Apply Conf 2022
19. Faire’s journey toward modern data and ML stack

19. Faire’s journey toward modern data and ML stack, Daniele Perito, Faire

https://www.youtube.com/watch?v=hTR-YSrN60Q&ab_channel=Tecton (opens in a new tab)

  • Faire is a B2B marketplace helping independent retailers

    • ML to connect brands to retailers
    • Challenges include: search discovery & ranking, risk & fraud, seller success (lead scoring), incentive optimization
  • Year 1 (data team size: 1 → 1)

    • Main decisions

      • Online DB to use
      • BI tool
      • Data warehouse
      • Event recording
      • First real-time feature store for fraud
    • Data structure decisions can be very sticky, not easy to evaluate in the short term, a lot of critical and far-reaching decisions

      Make sure to have cofounders or advisers that have worked with data systems

    • 2 choices of DB: MongoDB vs MySQL

      MongoDB pro: fast to set up and run

      MySQL pro: data replication, consistency

  • Year 2 (data team size: 1 → 3)

    • Main decisions

      • Improved search system
      • Kubeflow vs Airflow for simple orchestration
      • First standardized core tables for analytics
    • So far, usage of GCP and Kubeflow seemed the most natural move

      When scaling, decision making needs a more framework: create a rubric

  • Year 3 (data team size: 3 → 6)

    • Main decisions

      • Unify feature store
      • Migration to Airflow
      • Data quality monitoring
      • Experimentation platform
      • Events platform
    • Build / Buy experiment

      We had a basic experiment system and we didn’t know what we were missing, so we tried to use an external solution

      Took longer than expected and ultimately failed because of sync issues between our warehouse and our suppliers. Difficulty to map both data models.

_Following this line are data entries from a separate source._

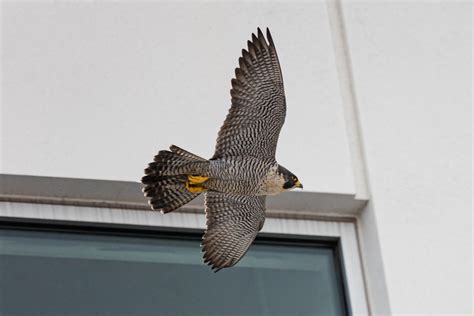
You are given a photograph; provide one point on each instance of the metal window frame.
(119, 206)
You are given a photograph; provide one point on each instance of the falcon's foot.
(194, 184)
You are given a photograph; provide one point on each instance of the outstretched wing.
(258, 109)
(233, 222)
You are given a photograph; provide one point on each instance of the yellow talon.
(194, 184)
(197, 179)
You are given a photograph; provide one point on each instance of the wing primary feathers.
(270, 39)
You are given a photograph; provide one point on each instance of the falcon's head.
(290, 180)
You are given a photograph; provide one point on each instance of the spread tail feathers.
(173, 179)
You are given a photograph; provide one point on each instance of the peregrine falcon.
(243, 170)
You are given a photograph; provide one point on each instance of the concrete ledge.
(128, 195)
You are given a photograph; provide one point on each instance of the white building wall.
(110, 83)
(93, 89)
(411, 64)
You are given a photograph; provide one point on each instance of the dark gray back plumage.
(258, 106)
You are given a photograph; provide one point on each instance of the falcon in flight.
(243, 170)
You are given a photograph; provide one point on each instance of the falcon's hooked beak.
(298, 184)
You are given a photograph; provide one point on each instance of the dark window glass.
(61, 273)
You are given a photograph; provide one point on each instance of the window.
(66, 270)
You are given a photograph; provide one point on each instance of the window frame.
(120, 206)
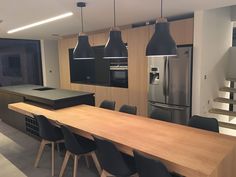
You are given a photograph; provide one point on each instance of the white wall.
(50, 63)
(233, 13)
(232, 63)
(212, 40)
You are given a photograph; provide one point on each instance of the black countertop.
(51, 94)
(52, 97)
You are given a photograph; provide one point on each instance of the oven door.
(119, 78)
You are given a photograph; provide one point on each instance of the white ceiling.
(98, 14)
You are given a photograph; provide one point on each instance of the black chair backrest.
(110, 158)
(210, 124)
(71, 143)
(128, 109)
(161, 115)
(106, 104)
(147, 167)
(47, 131)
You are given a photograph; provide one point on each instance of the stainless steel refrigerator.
(170, 82)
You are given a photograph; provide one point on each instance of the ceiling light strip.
(40, 22)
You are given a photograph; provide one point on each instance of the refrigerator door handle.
(168, 77)
(164, 78)
(167, 106)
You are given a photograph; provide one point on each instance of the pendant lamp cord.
(82, 20)
(161, 9)
(114, 13)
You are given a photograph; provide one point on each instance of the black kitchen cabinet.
(95, 72)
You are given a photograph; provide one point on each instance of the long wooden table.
(187, 151)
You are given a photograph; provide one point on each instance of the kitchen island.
(46, 97)
(185, 150)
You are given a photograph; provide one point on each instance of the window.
(20, 62)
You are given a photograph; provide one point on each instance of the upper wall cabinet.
(100, 38)
(181, 31)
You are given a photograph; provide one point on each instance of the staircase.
(231, 101)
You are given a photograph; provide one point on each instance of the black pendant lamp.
(83, 50)
(115, 47)
(161, 44)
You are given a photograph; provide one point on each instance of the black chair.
(210, 124)
(106, 104)
(128, 109)
(161, 115)
(50, 134)
(113, 162)
(148, 167)
(77, 146)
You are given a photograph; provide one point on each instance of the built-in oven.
(119, 74)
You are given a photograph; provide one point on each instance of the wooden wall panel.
(100, 39)
(137, 42)
(120, 95)
(181, 31)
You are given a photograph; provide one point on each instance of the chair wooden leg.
(103, 174)
(63, 167)
(96, 162)
(87, 161)
(75, 165)
(53, 158)
(40, 151)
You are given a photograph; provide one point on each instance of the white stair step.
(225, 100)
(227, 125)
(228, 89)
(222, 112)
(231, 79)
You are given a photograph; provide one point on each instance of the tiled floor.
(18, 152)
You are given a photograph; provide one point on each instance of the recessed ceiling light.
(41, 22)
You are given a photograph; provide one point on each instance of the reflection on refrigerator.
(170, 81)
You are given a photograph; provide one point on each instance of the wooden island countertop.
(187, 151)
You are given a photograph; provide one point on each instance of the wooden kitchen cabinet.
(181, 31)
(137, 39)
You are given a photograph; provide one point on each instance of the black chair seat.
(130, 163)
(86, 145)
(47, 131)
(161, 115)
(106, 104)
(204, 123)
(77, 144)
(128, 109)
(113, 161)
(148, 167)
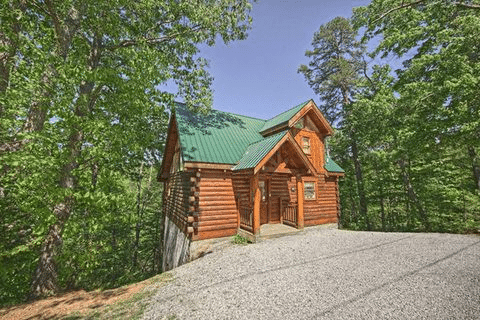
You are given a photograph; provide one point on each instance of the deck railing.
(246, 218)
(289, 214)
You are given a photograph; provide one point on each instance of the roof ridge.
(241, 115)
(263, 138)
(289, 109)
(236, 114)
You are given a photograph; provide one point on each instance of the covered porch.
(275, 194)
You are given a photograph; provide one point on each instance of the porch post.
(300, 216)
(256, 205)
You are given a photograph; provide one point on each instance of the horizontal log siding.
(177, 198)
(241, 187)
(217, 208)
(324, 208)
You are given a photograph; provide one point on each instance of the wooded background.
(82, 125)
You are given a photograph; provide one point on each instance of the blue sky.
(258, 76)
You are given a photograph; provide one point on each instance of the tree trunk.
(359, 179)
(412, 196)
(139, 217)
(475, 166)
(45, 278)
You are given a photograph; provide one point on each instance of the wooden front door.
(264, 203)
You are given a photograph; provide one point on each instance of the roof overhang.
(172, 137)
(311, 108)
(297, 150)
(319, 118)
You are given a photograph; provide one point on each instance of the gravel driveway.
(325, 273)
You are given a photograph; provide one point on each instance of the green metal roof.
(283, 117)
(228, 138)
(218, 137)
(331, 166)
(258, 150)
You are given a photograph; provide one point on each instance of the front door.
(264, 207)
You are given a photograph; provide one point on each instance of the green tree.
(337, 62)
(439, 81)
(79, 102)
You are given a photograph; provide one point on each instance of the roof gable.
(283, 118)
(231, 139)
(258, 150)
(218, 137)
(288, 119)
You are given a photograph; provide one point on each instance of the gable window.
(309, 190)
(306, 145)
(300, 124)
(261, 185)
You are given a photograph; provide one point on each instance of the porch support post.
(300, 216)
(256, 205)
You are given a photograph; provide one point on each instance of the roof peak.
(298, 105)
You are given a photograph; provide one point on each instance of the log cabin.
(224, 172)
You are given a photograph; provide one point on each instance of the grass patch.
(131, 308)
(238, 239)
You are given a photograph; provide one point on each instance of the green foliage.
(336, 60)
(82, 121)
(238, 239)
(418, 132)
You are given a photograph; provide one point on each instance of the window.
(309, 190)
(306, 145)
(300, 124)
(261, 185)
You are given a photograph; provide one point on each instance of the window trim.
(314, 190)
(307, 145)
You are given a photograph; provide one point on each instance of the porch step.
(268, 231)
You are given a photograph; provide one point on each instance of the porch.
(250, 225)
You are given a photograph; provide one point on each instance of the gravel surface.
(330, 274)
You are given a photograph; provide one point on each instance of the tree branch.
(151, 41)
(412, 4)
(402, 6)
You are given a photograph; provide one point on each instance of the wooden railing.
(289, 214)
(246, 218)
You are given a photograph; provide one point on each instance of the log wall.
(324, 208)
(217, 206)
(177, 195)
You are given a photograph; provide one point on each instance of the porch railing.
(246, 218)
(289, 214)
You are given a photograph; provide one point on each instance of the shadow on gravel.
(244, 276)
(400, 278)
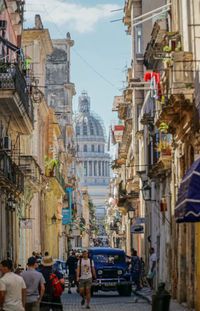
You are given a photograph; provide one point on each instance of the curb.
(148, 299)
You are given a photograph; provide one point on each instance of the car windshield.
(108, 258)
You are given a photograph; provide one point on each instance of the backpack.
(80, 266)
(56, 287)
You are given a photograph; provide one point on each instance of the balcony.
(11, 177)
(181, 74)
(118, 101)
(14, 98)
(154, 51)
(31, 170)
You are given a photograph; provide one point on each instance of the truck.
(110, 267)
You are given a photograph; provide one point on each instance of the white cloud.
(80, 18)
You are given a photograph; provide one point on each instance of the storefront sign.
(140, 220)
(26, 224)
(137, 229)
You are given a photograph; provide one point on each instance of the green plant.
(163, 127)
(163, 145)
(167, 48)
(50, 163)
(116, 164)
(178, 48)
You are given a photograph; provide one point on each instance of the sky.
(101, 52)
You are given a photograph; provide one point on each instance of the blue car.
(110, 267)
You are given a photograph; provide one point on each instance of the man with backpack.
(33, 280)
(54, 286)
(85, 270)
(71, 264)
(136, 269)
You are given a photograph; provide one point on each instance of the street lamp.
(146, 191)
(53, 219)
(131, 212)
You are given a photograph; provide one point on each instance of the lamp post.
(53, 219)
(146, 191)
(131, 215)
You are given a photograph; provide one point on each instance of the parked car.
(110, 266)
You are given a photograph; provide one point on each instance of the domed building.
(90, 141)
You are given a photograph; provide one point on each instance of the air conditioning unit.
(3, 24)
(7, 143)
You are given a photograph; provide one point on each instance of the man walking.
(50, 301)
(136, 269)
(12, 288)
(85, 270)
(71, 264)
(152, 265)
(33, 280)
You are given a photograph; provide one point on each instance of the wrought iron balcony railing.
(11, 78)
(10, 174)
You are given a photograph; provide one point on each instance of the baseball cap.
(85, 251)
(31, 261)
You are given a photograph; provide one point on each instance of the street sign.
(137, 229)
(140, 220)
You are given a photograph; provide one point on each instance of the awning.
(187, 208)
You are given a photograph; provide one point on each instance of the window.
(84, 129)
(90, 168)
(91, 129)
(138, 31)
(77, 130)
(103, 172)
(95, 168)
(99, 164)
(85, 168)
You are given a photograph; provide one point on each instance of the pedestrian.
(71, 264)
(152, 267)
(12, 288)
(136, 269)
(142, 273)
(51, 300)
(85, 270)
(33, 280)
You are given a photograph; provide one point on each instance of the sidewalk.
(146, 294)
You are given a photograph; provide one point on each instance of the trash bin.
(161, 300)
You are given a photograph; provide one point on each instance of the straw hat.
(47, 261)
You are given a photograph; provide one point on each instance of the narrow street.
(103, 301)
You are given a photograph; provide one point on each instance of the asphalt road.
(105, 301)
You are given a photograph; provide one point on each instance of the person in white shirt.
(12, 289)
(152, 267)
(85, 270)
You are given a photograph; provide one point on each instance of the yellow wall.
(198, 267)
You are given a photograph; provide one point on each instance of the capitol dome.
(90, 142)
(86, 123)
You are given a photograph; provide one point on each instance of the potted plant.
(116, 164)
(50, 164)
(164, 148)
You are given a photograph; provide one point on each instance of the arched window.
(77, 130)
(84, 129)
(97, 130)
(99, 148)
(85, 168)
(91, 129)
(99, 164)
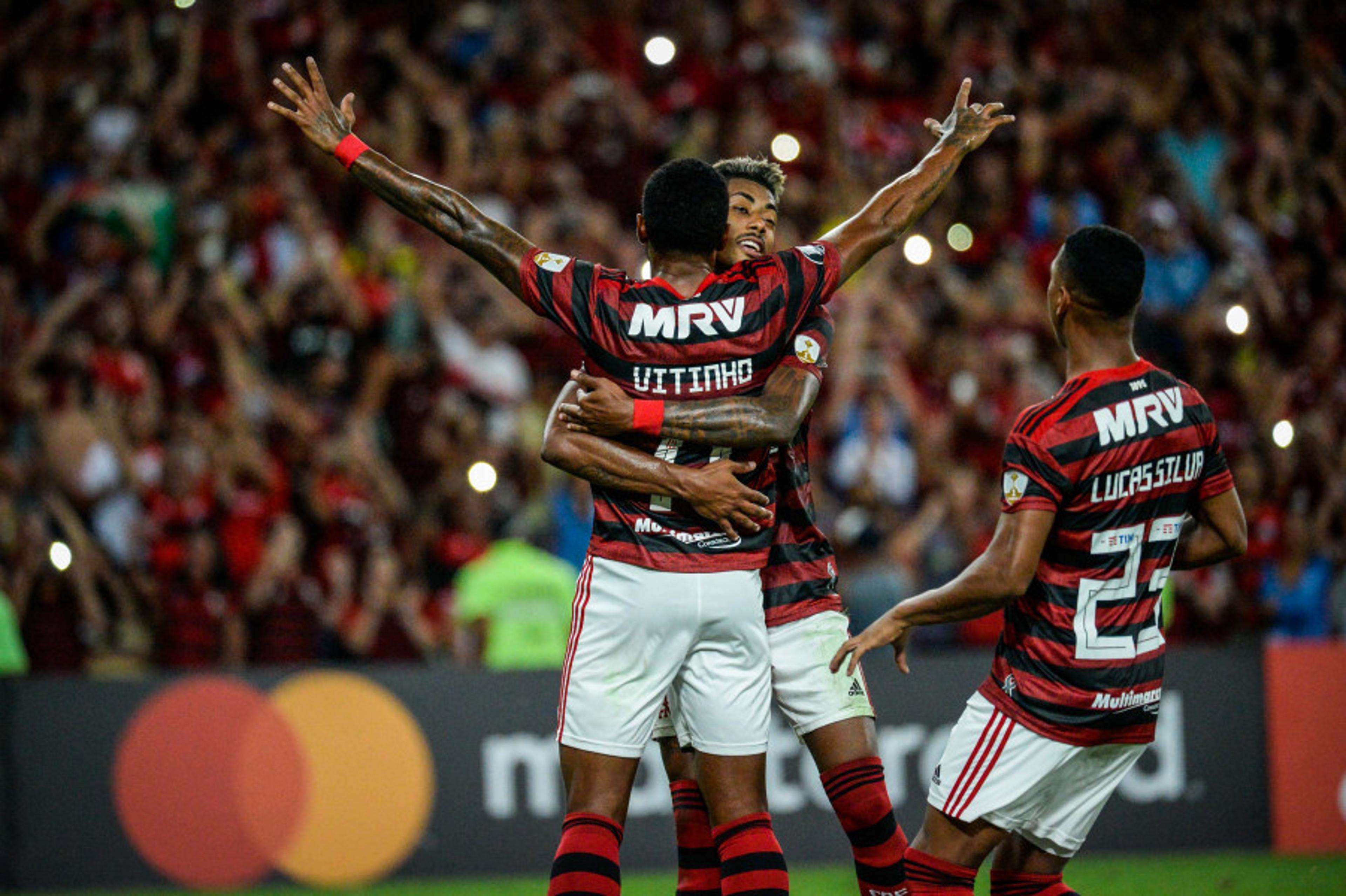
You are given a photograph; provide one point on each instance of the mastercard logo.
(328, 779)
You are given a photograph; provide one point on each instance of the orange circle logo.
(330, 781)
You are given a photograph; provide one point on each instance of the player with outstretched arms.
(660, 603)
(1107, 486)
(832, 715)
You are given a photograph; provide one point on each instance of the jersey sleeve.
(809, 275)
(1030, 477)
(812, 343)
(559, 288)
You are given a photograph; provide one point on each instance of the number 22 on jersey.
(1130, 540)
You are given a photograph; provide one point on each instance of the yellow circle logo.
(330, 781)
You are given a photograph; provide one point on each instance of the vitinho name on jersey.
(690, 381)
(1128, 700)
(1147, 477)
(1127, 419)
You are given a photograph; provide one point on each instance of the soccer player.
(659, 604)
(1107, 486)
(804, 617)
(664, 602)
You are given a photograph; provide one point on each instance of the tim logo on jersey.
(1127, 419)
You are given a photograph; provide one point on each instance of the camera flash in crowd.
(61, 556)
(785, 147)
(960, 237)
(917, 249)
(660, 50)
(481, 477)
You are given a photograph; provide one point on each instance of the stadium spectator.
(513, 606)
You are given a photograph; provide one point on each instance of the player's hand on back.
(314, 112)
(604, 410)
(716, 494)
(968, 124)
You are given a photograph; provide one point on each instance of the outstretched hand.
(885, 630)
(602, 408)
(968, 124)
(315, 114)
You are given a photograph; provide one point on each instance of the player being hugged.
(1107, 486)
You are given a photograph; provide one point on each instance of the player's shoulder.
(1037, 420)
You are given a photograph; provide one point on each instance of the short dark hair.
(686, 205)
(756, 169)
(1106, 268)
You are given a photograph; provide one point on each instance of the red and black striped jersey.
(800, 577)
(1122, 457)
(723, 341)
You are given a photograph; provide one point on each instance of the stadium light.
(61, 556)
(785, 147)
(481, 477)
(660, 50)
(917, 249)
(960, 237)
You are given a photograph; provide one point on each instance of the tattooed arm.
(714, 490)
(897, 206)
(741, 422)
(443, 212)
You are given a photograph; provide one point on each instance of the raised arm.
(740, 422)
(1002, 574)
(896, 208)
(442, 210)
(1217, 531)
(713, 490)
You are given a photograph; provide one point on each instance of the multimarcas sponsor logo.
(1128, 700)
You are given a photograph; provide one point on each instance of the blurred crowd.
(240, 396)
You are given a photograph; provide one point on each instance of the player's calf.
(752, 863)
(861, 800)
(587, 859)
(931, 876)
(1006, 883)
(698, 859)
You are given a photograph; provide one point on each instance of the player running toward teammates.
(1107, 486)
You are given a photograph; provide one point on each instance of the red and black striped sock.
(752, 863)
(861, 800)
(698, 860)
(1021, 884)
(931, 876)
(586, 863)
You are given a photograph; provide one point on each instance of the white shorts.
(804, 688)
(637, 633)
(1048, 792)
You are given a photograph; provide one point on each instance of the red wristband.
(648, 416)
(349, 150)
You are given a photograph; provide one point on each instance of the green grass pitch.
(1173, 875)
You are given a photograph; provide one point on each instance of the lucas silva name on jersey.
(1147, 477)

    • Learnings: there is a cost in maintaining data consistency with external providers. Also, make sure that data infra decisions are tailored to your need.

  • Year 4 (data team size: 6 → 12)

    • Main decisions

      • Real-time ranking and low latency inference
      • Migration to Snowflake
      • Terraform everywhere
    • Snowflake migration from Redshifts

      Thousands of tables to migrate, very painful over 6 months

      Big data infra changes are hard, and necessitate a lot of coordination and project management to bring the whole company with you

      No migration will be perfect, so set up an accuracy threshold to consider the job finished

  • Year 5 (2021, data team size: 12 → 30)

    • Main decisions

      • ML platform unification
      • Analytics unification
    • Make sure you have seasoned technical leaders to understand when it’s time to make big investments

      Without feedback from DS and MLE and their workflow, you might not understand that there is a need to invest in analytics or ML platform

      These DS projects are critical for the future

  • Summary

    • Make sure to have experimented folks in the early days
    • Close collaboration between eng and data team during the early days is crucial
    • Establish rubrics for decision making
  • Q&A

    • A concrete example of a data decision rubric?

      Recently: does the data catalogue integrate with the BI tool? Can people follow tables to foster collaboration (”hey I notice you are an expert with this table…”)?

    • What data are you using?

      Essentially customers’ behaviour and interaction with the marketplace

    • Analytics platform vs ML platform?

      ML platform = unified feature store, unified ML training pipeline, model registry for later used, model serving (batch & real-time)

      Analytics platform = how are we adding decisions, and who are adding them? All of these things need to be defined at once, in a precise place. Every single fact of the business is defined once, and everyone is using it.

    • Real-time feature store?

      How grown, ranking and fraud system

      Very interested in a unified feature store and understanding when to make the switch

      Feature computation in real-time is a really hard topic, the cost of sync with an external provider is very real

    • Biggest growth challenges?

      Hundred of small changes in the data analytics platform during internationalization, different currencies, when to make the conversion before computing the revenue?